Vu les autres pièces du dossier et notamment la requête en annulation n° 2406583 ;

Vu le code de justice administrative ;

La présidente du tribunal ayant désigné Mme Michel, vice-présidente, pour statuer sur les demandes en référé.

Considérant ce qui suit :

1. Aux termes du premier alinéa de l'article R. 312-8 du code de justice administrative : " Les litiges relatifs aux décisions individuelles prises à l'encontre de personnes par les autorités administratives dans l'exercice de leurs pouvoirs de police relèvent de la compétence du tribunal administratif du lieu de résidence des personnes faisant l'objet des décisions attaquées à la date desdites décisions. ". Par ailleurs, l'article R. 522-8-1 du même code dispose que : " Par dérogation aux dispositions du titre V du livre III du présent code, le juge des référés qui entend décliner la compétence de la juridiction rejette les conclusions dont il est saisi par voie d'ordonnance. ".

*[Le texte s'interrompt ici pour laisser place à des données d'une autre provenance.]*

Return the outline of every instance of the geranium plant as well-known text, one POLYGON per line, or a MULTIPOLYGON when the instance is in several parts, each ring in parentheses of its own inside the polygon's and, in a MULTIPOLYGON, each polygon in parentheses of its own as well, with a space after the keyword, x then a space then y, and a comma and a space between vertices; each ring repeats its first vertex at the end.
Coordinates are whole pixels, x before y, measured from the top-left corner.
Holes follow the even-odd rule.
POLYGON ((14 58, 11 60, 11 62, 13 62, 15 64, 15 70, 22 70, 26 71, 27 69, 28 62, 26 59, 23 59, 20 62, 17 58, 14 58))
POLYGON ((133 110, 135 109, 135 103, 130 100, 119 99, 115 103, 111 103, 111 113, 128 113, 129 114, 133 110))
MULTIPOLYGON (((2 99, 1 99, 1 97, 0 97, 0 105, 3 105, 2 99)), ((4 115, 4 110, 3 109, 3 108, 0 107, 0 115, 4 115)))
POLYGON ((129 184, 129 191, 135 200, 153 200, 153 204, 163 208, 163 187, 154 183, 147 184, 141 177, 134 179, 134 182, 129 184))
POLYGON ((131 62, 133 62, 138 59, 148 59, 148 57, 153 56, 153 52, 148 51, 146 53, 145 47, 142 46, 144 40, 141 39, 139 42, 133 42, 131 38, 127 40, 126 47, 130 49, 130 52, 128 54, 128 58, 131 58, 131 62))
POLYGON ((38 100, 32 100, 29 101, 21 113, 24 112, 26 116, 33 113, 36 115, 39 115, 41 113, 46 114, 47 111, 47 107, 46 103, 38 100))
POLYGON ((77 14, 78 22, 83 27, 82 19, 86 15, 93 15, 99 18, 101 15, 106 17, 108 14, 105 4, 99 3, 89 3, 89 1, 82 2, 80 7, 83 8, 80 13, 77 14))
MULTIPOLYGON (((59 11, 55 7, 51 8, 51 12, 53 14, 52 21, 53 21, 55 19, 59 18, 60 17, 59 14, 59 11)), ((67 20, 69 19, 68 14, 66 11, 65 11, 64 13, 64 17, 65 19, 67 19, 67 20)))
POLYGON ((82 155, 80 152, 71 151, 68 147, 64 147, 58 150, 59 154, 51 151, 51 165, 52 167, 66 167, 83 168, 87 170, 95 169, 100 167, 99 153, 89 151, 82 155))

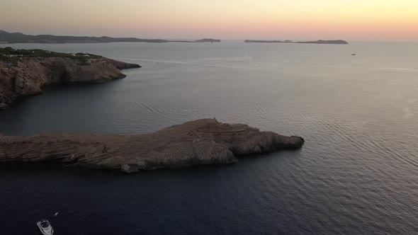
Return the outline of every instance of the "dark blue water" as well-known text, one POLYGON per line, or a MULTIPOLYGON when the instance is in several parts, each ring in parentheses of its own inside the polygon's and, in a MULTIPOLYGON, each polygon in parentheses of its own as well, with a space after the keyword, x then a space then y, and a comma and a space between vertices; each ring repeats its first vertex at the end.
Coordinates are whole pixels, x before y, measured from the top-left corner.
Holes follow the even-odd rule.
POLYGON ((37 234, 44 217, 57 234, 418 233, 417 43, 13 46, 143 67, 23 99, 0 113, 0 132, 142 134, 215 117, 306 144, 134 175, 1 165, 0 234, 37 234))

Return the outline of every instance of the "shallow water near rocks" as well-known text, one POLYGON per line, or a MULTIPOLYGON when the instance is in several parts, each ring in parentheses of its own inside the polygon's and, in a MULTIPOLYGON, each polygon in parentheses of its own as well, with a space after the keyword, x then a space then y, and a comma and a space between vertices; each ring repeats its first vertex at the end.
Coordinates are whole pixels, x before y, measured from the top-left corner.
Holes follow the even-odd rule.
POLYGON ((418 233, 417 43, 11 46, 143 67, 25 98, 0 113, 5 134, 140 134, 216 118, 306 142, 133 175, 0 165, 1 234, 36 234, 43 218, 57 234, 418 233))

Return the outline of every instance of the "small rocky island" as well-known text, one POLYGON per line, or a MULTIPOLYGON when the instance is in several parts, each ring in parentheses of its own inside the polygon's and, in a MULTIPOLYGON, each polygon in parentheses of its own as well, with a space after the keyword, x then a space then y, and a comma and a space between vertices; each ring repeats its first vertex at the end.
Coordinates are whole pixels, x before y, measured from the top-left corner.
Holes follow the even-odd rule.
POLYGON ((0 136, 0 162, 60 162, 132 173, 232 164, 243 155, 298 149, 303 143, 299 137, 202 119, 142 135, 0 136))
POLYGON ((92 54, 0 47, 0 110, 17 97, 41 93, 47 85, 122 79, 120 69, 139 67, 92 54))
POLYGON ((259 42, 259 43, 307 43, 307 44, 349 44, 348 42, 342 40, 319 40, 317 41, 293 41, 293 40, 246 40, 244 42, 259 42))

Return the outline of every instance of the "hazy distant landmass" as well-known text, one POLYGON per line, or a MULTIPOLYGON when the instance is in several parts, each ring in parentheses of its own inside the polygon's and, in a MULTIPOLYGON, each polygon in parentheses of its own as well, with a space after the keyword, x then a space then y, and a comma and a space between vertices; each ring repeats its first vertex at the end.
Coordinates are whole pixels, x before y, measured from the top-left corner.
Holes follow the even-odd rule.
POLYGON ((136 38, 111 38, 88 36, 30 35, 21 33, 0 30, 0 43, 101 43, 101 42, 220 42, 219 39, 204 38, 198 40, 168 40, 136 38))
POLYGON ((196 40, 196 42, 220 42, 220 39, 203 38, 196 40))
POLYGON ((319 40, 317 41, 293 41, 293 40, 246 40, 244 42, 262 42, 262 43, 310 43, 310 44, 349 44, 346 41, 342 40, 319 40))

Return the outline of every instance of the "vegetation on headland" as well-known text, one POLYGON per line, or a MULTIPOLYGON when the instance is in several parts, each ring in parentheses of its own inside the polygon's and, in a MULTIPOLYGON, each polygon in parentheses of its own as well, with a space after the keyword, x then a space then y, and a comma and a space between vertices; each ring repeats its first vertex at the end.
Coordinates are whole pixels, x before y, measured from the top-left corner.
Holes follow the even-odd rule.
POLYGON ((21 33, 0 30, 0 44, 2 43, 103 43, 103 42, 220 42, 220 40, 204 38, 198 40, 169 40, 136 38, 111 38, 89 36, 57 36, 50 35, 30 35, 21 33))
POLYGON ((81 64, 86 64, 89 59, 100 58, 101 57, 88 53, 62 53, 39 49, 16 50, 10 47, 0 47, 0 61, 12 64, 14 66, 18 64, 19 59, 29 57, 63 57, 77 59, 81 64))

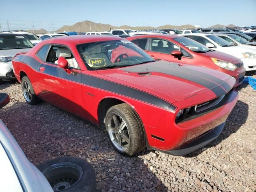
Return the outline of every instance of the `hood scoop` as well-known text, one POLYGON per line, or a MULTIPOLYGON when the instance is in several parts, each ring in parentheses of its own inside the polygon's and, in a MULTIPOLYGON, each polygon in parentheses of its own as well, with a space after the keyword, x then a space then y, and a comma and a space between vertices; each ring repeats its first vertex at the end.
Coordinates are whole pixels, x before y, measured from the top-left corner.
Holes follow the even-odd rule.
POLYGON ((146 72, 144 73, 138 73, 138 75, 141 75, 141 76, 145 76, 146 75, 150 75, 151 74, 151 73, 150 72, 146 72))

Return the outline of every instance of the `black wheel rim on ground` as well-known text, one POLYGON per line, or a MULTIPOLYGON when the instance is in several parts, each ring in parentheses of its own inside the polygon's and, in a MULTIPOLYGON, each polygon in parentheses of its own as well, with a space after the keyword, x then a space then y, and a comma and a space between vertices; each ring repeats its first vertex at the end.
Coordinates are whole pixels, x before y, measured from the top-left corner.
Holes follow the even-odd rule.
POLYGON ((62 191, 74 186, 81 179, 83 171, 80 166, 71 162, 54 164, 42 172, 54 192, 62 191))

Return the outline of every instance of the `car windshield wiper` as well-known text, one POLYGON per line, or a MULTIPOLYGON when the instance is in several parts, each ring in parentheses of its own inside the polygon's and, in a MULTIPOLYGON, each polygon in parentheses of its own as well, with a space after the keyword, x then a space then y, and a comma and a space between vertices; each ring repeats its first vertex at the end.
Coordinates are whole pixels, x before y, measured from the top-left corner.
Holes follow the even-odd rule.
POLYGON ((109 69, 110 68, 119 68, 120 67, 124 67, 129 66, 130 65, 113 65, 108 66, 104 66, 104 67, 98 68, 96 70, 102 70, 102 69, 109 69))

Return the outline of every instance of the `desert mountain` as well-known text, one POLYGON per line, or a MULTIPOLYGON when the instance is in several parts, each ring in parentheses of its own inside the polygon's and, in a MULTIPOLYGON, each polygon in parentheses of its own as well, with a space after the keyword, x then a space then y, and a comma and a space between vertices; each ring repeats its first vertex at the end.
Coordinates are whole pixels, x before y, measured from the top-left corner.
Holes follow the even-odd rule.
POLYGON ((213 26, 211 26, 210 27, 209 27, 208 28, 223 28, 225 27, 235 27, 236 26, 233 25, 233 24, 230 24, 228 25, 227 25, 226 26, 225 25, 220 25, 219 24, 218 24, 217 25, 214 25, 213 26))
POLYGON ((194 26, 191 25, 184 25, 180 26, 174 25, 166 25, 163 26, 160 26, 158 27, 154 27, 150 26, 138 26, 132 27, 128 25, 122 25, 119 27, 113 26, 107 24, 102 24, 102 23, 97 23, 94 22, 90 22, 90 21, 86 20, 82 22, 78 22, 73 25, 65 25, 58 29, 58 32, 63 32, 64 31, 76 31, 77 32, 86 32, 88 31, 109 31, 111 28, 120 28, 124 29, 169 29, 177 28, 182 29, 188 28, 193 28, 194 26))

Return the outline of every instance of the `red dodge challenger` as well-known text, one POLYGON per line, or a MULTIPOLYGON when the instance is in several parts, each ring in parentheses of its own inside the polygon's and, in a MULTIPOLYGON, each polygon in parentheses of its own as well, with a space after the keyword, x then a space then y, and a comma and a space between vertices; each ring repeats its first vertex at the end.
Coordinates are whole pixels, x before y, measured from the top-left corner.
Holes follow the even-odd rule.
POLYGON ((134 36, 127 39, 137 45, 155 59, 218 70, 236 78, 235 86, 243 82, 245 69, 242 60, 184 37, 176 35, 157 34, 134 36))
POLYGON ((229 75, 156 61, 114 36, 46 40, 12 63, 28 104, 40 98, 100 126, 130 156, 146 146, 174 155, 202 147, 220 134, 238 97, 229 75))

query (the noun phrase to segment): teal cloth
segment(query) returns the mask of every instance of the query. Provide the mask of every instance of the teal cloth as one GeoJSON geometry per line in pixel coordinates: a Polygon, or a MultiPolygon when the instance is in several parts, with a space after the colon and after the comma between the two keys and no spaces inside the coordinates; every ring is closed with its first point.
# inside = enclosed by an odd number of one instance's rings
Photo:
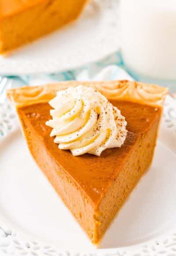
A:
{"type": "Polygon", "coordinates": [[[176,81],[161,81],[143,77],[129,70],[125,67],[120,52],[115,53],[101,60],[76,69],[56,73],[8,77],[13,79],[13,87],[26,85],[39,85],[71,80],[85,81],[126,79],[167,86],[172,92],[176,90],[176,81]]]}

2. Il ressort des pièces du dossier que Mme B, incarcérée depuis le 27 octobre 2022 à la maison d'arrêt des femmes du centre pénitentiaire de Marseille - Les Baumettes, a été libérée de prison le 3 juin 2024. Ainsi, à la date de l'arrêté attaqué, Mme B était domiciliée à Marseille. Ce litige relève donc de la compétence du tribunal administratif de Marseille. Par suite, il y a lieu de rejeter la requête de Mme B en application des dispositions précitées de l'article R. 522-8-1 du code de justice administrative.

ORDONNE :

Article 1er : La requête de Mme B est rejetée.

Article 2 : La présente ordonnance sera notifiée à Mme A B.

Fait à Lyon, le 15 juillet 2024.

La juge des référés,

C. Michel

La République mande et ordonne au préfet des Bouches du Rhône en ce qui le concerne ou à tous commissaires de justice à ce requis en ce qui concerne les voies de droit commun contre les parties privées, de pourvoir à l'exécution de la présente décision.